Some scholars question the severity of the differences between the genders. Race and class have a far greater impact on students’ academic success in college than does gender, says Richard Arum, one of the authors of Academically Adrift: Limited Learning on College Campuses (University of Chicago Press, 2011).
He believes the impact of engagement on learning might be overstated, or even misconstrued. Engagement is good for keeping students in college, he says, but while researching his book he found no evidence that students who were more socially engaged learned more. “In some cases,” he says, “they learned less.”
He found that the only differences between the genders were in grades—women had higher grade-point averages—and choice of major.
(Mr. Arum has had his own problems with engagement among male students: By the time he and his co-author went to press with Academically Adrift, the proportion of men in the sample had dwindled to 37 percent as male students dropped out.
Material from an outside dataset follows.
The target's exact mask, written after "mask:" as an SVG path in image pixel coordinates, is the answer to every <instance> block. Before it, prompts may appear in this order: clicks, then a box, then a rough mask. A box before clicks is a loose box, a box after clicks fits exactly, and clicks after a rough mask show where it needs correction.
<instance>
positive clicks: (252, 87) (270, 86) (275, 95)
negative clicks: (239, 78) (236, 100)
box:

Today, as he continues research for a follow-up book, it’s down even further, to 29 percent.)
Maybe increased social engagement would help more men stay in college, he concedes. “But it’s not helping them learn.”
With growth in female enrollment attributed in large part to an influx of women from previously underrepresented minority groups, it’s men of color, researchers say, who are least likely to engage.
Mr. Morgan, the Indiana graduate student, has found that to be true. As an undergraduate at Florida and a self-described “involved guy,” he wanted to understand why his fellow African-American male students held back. Under the auspices of his fraternity, he organized a group of black men to get together and talk about their experiences at the university.
The reason that black men didn’t get involved, he learned, was that they didn’t want to be seen as “gay” or nerdy. They also didn’t want to seem white. After the discussion, Mr. Morgan says, he was angry. But he didn’t know where to lay blame: On men, for hanging back? On the university, for not engaging them? On the women, whose energy the men saw as emasculating? “I was just confused,” he says.
Some scholars and campus officials are grappling with similar dilemmas. But they do acknowledge that in other respects, the gender gap favors men. They still earn more than women, and they tend to dominate positions of power and prestige in government and the private sector. But Frank Harris III, an associate professor of postsecondary education at San Diego State University who has studied engagement among male college students for a decade, says that such eventual success doesn’t let colleges off the hook now.
“Men are absolutely still more advantaged in society than are women,” Mr. Harris says. “But I don’t think that should be a reason for us not to do the work necessary to help men become better people.”
The work that colleges do with men in their college years, he believes, could help them make better decisions later in life.
But first, colleges need men to show up.